J'ai fini, à force de recherches, par trouver le salut dans la phytothérapie et dans des ovules à base de teinture mère d’echinacea angustifolia, de teinture mère de calendula et d’huile essentielle de laurus nobilis. Le tout en dose identique : 200 mg pour un ovule de 2 grammes. Ceux-ci peuvent être préparés directement par votre pharmacien. 

Sans rejeter en bloc la médecine classique, je pense que quand celle-ci reste sourde aux problèmes médicaux des patients, il faut pouvoir s’adresser à d'autres professionnels de la santé et, parfois, se tourner vers les médecines douces.

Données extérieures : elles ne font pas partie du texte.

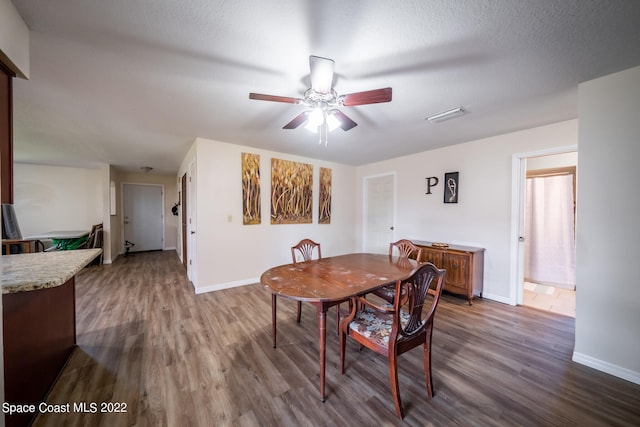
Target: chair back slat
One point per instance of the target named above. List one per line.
(405, 248)
(413, 293)
(305, 248)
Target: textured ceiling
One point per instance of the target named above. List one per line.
(133, 83)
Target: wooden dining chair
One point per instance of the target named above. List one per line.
(402, 248)
(303, 251)
(393, 329)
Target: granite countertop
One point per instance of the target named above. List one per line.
(40, 270)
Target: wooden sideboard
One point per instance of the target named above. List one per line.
(464, 266)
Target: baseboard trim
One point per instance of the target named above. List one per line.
(606, 367)
(221, 286)
(497, 298)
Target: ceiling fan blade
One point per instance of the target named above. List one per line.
(321, 74)
(297, 121)
(345, 122)
(274, 98)
(367, 97)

Quelques conseils pour éviter les mycoses

  • utiliser de la lingerie en coton. 
  • ne pas porter des pantalons ou des bas trop serrés
  • éviter les tampons pendant les règles. Pour moi, la cup est un must. 
  • utiliser un savon non parfumé comme, par exemple, du savon de Marseille à la glycérine. Il faut savoir qu'en fonction du ph de votre peau, un gel intime peut favoriser l'apparition de mycoses.
  • en cas de mycoses à répétition, essayez de réduire votre consommation de sucre. Un excès de sucre peut créer un terrain favorable aux mycoses vaginales.